LINK.md — the kit linker
The linker turns a set of relocatable inputs (objects, archives, shared objects, raw byte buffers) into a single resolved image: a static ET_EXEC, a position-independent ET_DYN, a partial ET_REL, or an in-process JIT mapping. It is a multi-format, multi-arch component built as a strict pipeline of passes over an immutable input set. This document describes that architecture — the layering, the data flow, and the invariants that hold the whole thing together. For how a resolved image becomes runnable in process see JIT.md; for the object-file read/write substrate underneath it see OBJ.md; for per-target relocation kinds and register/ABI detail see ARCH.md; for debug-section retention see DWARF.md.
Where the linker sits
The public surface is KitLinkSession (include/kit/link.h); the
driver tools ld, cc, run, and dbg drive it. Inside libkit the
real work is the internal Linker / LinkImage pair declared in
src/link/link.h and src/link/link_internal.h. The session is a thin
wrapper: it owns a Linker, accumulates inputs, and on resolve produces
a LinkImage. Path handling (reading bytes off disk, -l search paths,
sysroots) lives entirely in the driver — the library boundary is
byte-buffer-shaped. Every bytes input is read through Compiler.env-> file_io by the driver before it reaches the linker.
The two central abstractions:
Linker— the mutable accumulator.
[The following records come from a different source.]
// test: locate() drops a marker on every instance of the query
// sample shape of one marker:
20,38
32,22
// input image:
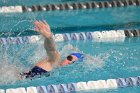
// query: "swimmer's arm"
53,54
49,44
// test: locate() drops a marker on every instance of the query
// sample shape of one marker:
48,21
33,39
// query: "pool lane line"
100,36
70,6
79,86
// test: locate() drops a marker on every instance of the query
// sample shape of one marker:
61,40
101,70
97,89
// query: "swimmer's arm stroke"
49,44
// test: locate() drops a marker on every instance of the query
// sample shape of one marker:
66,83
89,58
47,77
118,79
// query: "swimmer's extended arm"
49,44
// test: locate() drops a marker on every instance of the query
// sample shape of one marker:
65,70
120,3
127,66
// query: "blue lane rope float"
100,36
70,6
79,86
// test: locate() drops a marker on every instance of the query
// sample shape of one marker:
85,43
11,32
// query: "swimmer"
45,66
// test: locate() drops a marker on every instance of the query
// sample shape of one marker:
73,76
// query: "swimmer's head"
72,58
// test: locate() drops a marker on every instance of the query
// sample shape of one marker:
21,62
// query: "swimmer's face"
70,60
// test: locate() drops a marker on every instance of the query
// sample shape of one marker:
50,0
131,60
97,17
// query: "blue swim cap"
80,56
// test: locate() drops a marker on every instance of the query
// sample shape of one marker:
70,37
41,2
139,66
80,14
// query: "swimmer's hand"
43,28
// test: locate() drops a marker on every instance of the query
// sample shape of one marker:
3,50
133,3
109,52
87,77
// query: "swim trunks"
36,72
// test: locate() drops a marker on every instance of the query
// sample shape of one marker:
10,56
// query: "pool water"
104,60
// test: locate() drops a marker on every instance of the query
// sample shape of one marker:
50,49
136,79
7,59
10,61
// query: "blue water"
109,60
73,21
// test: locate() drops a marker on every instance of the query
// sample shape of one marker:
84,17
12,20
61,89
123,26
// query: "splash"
90,61
9,72
98,61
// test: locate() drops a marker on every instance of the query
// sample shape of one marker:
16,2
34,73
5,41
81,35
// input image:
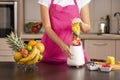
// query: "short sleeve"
44,2
82,3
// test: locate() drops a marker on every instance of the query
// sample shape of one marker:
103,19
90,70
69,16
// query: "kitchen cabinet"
6,53
118,50
99,49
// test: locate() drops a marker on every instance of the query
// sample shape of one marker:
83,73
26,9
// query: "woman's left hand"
76,20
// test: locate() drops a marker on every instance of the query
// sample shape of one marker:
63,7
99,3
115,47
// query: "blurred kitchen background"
98,9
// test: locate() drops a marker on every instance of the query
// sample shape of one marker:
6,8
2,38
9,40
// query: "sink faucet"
117,14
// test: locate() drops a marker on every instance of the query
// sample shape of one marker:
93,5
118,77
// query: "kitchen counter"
82,36
49,71
100,36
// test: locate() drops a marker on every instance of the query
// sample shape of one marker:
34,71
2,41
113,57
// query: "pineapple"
15,42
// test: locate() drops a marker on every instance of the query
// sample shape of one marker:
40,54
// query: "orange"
40,46
32,42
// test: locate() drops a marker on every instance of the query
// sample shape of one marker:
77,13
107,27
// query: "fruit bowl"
105,68
32,27
26,54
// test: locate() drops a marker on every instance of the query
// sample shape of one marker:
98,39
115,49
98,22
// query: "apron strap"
75,2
Holds the registered inputs (objects, archives, DSOs), the entry name, link-mode flags (PIE, static-exe, JIT, gc-sections, strip-debug), an optional linker script, and an optional external resolver. It is built up by thelink_add_*/link_set_*calls and then read by resolution. It is never rewritten by resolution.LinkImage— the resolved output. A fresh image is produced by everylink_resolve. It owns the symbol table, the section and segment tables, the per-segment byte buffers, the durable relocation records, and any synthesized dynamic-link / IFUNC / debug state. It is the read-side view consumed by the format emitters, the JIT mapper, and the debug-info view.
The load-bearing invariants
Three rules are stated in the link.h header comment and enforced throughout. They exist so that incremental re-resolution can be added without reworking the core; they also make the single-shot path easier to reason about.
- Inputs are never mutated; resolve is a function from inputs to a
fresh image.
link_resolvereads theLinkerand allocates a newLinkImage; it does not edit inputObjBuilders or rewrite theLinkerin place. Re-resolving the sameLinkerwould yield another independent image. LinkInputId/ObjBuilder*mappings are stable for the Linker's lifetime. Adding an input never invalidates an existing handle.ObjSymId/ObjSecIdare per-ObjBuilderid spaces, so each input carries anInputMap(link_internal.h) translating its local ids into the globalLinkSymId/LinkSectionIdspace.- Relocation records stay as data; they are never burned destructively
into segment bytes during resolve.
link_emit_relocationsproducesLinkRelocApplyrecords —(write site, kind, target symbol, addend)— and stores them on the image. The actual patching of bytes happens later, at emit time (format emitter) or map time (JIT mapper). The segment byte buffers produced during layout hold raw, unrelocated input bytes.
A fourth invariant governs addresses:
- Image-relative vaddr discipline. Every vaddr and file_offset on a
resolved
LinkImageis computed as if the image were based at 0. Layout, symbol vaddrs, GOT/PLT placement, and reloc write-sites are all in this coordinate system. Consumers add their own runtime base exactly once: the ELF emitter bumps everything byimg_base(shift_image_addressesin src/obj/elf/link.c — 0x400000 for static ET_EXEC, 0 for PIE/DSO so the loader picks the base), and the JIT mapper bumps by the chosen reservation address. Because relocations are re-derived from (post-shift) placements, an image can be shifted wholesale by adding one delta to every coordinate.
The pass pipeline
link_resolve (src/link/link_layout.c) orchestrates the whole pipeline.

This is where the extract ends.